I had never been a good man. I had never been the kind of man that a mother would willingly want her daughter to marry or to love.

I had never been the kind of man that she thought I was or she thought I was capable of being. My entire being was based on lies. My entire existence was based on a false identity. My entire life was based on me acting like someone I wasn't.

Ironically, at least I knew who I was and who I belonged to. At least I knew the truths and the lies of my world, at least I knew that the world we existed in was not real, at least I knew that this life in America wasn't the one that we were supposed to be living.

I was 13 years old when I first found out who I was. At that age, when I was only discovering about crushes and girls and sex, I discovered something brutal and dark. Something that changed my life forever.

Wajeeh Masroor. Even my own name felt like a lie. My real name was Shah Wajeeh Sheherzad. I was the son of Shah Masroor Sheherzad and the grandson of Shah Sheherzad.

I belonged to a family that people thought only existed in films and movies. I belonged to a family of monsters and killers. And fortunately or unfortunately, I was one of them.

When my father took me to my Homeland for the first time at thirteen, I was treated like a prince. I still remember that day very clearly. People greeted us and it scared me.

It scared me because they held guns and they shot bullets in the air as I passed through the middle, gripping onto my father's shoulder for dear life.

When I asked him what did all of this mean, he told me that this was his legacy and this belonged to me. I told him I did not want it, I remember his laugh and the way he turned stoic and looked at me.

He told me I did not have any choice in the matter, just the way he did not have any choice all those years ago.

I did not know why I belonged to such a family but I did and in that world, no one seemed to care about things like morals and ethics and peace.

Still, my father gave me three more years and took me back to America. I knew who he was and I tried to distance myself as much as I could for those three years.
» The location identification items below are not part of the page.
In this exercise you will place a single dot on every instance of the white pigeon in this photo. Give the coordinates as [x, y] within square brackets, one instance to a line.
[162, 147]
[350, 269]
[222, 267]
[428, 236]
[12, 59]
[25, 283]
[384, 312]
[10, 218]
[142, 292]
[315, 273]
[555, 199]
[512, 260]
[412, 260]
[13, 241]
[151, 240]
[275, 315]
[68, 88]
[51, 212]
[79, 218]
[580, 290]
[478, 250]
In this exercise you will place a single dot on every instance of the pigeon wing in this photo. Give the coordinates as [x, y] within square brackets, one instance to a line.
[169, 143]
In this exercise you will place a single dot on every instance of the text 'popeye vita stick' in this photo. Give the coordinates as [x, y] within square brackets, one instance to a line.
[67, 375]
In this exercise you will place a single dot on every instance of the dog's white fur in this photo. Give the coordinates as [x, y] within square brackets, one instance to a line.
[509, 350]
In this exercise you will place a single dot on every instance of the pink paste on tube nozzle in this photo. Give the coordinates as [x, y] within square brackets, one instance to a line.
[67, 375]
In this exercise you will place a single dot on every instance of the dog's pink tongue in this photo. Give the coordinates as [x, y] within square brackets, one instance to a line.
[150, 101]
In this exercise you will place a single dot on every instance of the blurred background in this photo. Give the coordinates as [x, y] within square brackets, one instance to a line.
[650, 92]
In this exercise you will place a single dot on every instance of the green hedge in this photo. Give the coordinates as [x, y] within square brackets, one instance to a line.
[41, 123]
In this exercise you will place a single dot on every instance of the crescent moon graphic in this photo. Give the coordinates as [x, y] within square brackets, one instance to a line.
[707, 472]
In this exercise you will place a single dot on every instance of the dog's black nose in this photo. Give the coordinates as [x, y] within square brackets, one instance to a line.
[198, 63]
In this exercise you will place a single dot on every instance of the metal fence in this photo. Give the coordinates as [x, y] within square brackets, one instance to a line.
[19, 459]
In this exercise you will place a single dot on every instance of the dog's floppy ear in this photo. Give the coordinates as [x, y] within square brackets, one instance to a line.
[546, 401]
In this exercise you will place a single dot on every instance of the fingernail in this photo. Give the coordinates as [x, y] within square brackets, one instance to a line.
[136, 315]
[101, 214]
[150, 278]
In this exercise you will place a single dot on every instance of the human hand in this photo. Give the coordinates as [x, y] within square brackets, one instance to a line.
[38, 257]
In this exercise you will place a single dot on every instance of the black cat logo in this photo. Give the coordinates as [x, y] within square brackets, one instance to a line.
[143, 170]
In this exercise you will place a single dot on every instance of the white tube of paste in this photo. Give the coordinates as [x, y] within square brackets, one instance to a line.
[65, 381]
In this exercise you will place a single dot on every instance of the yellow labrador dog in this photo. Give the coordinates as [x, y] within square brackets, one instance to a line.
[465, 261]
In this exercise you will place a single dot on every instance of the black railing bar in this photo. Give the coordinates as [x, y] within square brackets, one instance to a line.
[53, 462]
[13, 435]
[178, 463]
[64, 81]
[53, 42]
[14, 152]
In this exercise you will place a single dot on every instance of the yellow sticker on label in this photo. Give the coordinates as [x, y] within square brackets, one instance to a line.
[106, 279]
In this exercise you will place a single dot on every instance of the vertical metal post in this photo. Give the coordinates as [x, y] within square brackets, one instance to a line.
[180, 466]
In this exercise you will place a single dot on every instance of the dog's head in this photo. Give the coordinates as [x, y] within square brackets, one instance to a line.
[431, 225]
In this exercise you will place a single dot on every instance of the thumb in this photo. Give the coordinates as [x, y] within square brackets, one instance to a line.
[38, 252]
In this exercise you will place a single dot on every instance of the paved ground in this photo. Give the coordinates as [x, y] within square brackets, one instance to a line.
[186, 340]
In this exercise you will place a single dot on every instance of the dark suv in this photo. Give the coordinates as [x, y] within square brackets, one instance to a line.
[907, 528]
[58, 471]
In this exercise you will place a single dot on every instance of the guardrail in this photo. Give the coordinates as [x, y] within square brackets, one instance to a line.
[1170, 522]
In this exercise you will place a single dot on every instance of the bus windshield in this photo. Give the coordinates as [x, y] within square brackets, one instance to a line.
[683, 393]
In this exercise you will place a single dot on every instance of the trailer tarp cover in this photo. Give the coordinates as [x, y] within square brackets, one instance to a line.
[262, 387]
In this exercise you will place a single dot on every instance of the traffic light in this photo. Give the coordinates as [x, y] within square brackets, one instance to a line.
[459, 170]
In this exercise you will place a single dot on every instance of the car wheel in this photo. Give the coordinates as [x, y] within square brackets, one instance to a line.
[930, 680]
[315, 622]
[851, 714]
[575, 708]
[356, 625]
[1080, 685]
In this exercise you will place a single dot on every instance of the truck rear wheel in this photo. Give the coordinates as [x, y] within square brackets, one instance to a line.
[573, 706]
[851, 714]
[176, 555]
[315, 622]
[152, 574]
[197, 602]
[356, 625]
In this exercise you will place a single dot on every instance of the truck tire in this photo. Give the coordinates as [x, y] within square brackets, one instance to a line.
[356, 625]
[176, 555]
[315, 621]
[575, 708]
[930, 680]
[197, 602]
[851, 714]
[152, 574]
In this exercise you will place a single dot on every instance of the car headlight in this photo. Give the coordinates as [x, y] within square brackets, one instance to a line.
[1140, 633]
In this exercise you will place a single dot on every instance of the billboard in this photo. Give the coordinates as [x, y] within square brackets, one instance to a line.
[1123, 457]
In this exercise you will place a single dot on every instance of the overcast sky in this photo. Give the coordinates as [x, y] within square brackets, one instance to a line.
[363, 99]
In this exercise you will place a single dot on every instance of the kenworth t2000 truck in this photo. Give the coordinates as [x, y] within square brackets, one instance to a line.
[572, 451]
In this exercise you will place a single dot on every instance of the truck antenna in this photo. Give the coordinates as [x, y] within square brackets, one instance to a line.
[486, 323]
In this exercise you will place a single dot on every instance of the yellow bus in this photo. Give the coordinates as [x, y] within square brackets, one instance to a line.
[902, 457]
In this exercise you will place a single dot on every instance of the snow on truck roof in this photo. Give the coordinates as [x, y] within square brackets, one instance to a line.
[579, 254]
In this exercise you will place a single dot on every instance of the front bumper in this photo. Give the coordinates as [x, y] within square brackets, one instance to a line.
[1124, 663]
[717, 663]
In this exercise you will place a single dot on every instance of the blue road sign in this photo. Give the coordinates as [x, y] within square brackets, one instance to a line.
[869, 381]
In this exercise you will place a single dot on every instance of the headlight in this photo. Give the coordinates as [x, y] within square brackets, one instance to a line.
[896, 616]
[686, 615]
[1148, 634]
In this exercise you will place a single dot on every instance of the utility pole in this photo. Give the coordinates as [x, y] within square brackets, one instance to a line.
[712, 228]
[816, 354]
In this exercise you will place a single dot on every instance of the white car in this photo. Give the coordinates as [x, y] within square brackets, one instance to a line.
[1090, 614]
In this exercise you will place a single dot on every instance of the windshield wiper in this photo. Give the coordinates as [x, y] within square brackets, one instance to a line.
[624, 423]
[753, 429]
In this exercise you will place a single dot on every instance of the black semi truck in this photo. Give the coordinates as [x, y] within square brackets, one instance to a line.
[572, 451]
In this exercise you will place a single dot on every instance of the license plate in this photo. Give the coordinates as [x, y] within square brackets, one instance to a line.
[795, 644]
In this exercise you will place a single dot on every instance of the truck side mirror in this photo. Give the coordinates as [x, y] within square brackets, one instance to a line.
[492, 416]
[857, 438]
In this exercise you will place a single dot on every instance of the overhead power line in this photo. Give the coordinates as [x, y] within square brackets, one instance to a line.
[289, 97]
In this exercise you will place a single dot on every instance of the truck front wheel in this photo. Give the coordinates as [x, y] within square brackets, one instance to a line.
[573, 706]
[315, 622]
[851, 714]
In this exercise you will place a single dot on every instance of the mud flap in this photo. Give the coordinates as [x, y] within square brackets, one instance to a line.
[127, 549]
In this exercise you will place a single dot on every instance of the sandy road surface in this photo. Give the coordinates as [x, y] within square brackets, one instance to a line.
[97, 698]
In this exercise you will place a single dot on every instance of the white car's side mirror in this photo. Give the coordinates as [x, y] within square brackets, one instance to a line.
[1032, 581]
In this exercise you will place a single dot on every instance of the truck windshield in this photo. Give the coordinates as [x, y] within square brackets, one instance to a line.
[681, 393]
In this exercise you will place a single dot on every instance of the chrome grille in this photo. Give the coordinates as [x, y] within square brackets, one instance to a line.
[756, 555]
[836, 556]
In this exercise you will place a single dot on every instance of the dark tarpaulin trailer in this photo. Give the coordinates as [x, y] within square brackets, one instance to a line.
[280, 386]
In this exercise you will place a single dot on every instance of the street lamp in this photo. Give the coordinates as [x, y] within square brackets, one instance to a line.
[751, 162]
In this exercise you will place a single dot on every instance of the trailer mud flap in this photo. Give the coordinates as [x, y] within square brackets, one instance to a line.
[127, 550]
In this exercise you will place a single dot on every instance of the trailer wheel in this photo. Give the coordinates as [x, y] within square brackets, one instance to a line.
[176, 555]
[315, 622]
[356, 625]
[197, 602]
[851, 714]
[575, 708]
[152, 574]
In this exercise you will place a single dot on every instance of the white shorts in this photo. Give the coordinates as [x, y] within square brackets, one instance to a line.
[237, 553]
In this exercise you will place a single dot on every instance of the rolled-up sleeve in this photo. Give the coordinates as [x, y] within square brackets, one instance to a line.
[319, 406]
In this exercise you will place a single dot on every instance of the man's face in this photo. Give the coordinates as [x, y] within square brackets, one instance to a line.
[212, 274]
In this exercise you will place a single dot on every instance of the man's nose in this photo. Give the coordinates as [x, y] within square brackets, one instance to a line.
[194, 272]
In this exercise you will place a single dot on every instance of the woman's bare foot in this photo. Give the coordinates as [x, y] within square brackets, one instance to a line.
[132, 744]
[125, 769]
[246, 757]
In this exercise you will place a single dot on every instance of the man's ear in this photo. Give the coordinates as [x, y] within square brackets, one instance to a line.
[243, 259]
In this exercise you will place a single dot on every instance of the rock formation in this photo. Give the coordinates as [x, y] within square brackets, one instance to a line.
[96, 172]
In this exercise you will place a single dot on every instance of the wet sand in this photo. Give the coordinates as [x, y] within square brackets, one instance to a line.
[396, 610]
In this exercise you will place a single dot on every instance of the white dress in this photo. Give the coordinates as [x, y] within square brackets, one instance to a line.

On the eve of my 16th birthday, a man barged into to my room and put a gun to my head. I still don't know how but for some reason, a sort of reflex kicked in and I snatched the gun from his hand. I could have just shot him in the leg, in his arm, could have simply kicked his ass and called the police but I did what the son of Shah Masroor would have done.

I shot him in the head.

Guilt came crashing in an hour later and I went to my father, crying and shaking that there was a man bleeding out in my bedroom and I had shot him. I expected a look of panic on his face but there was pride instead.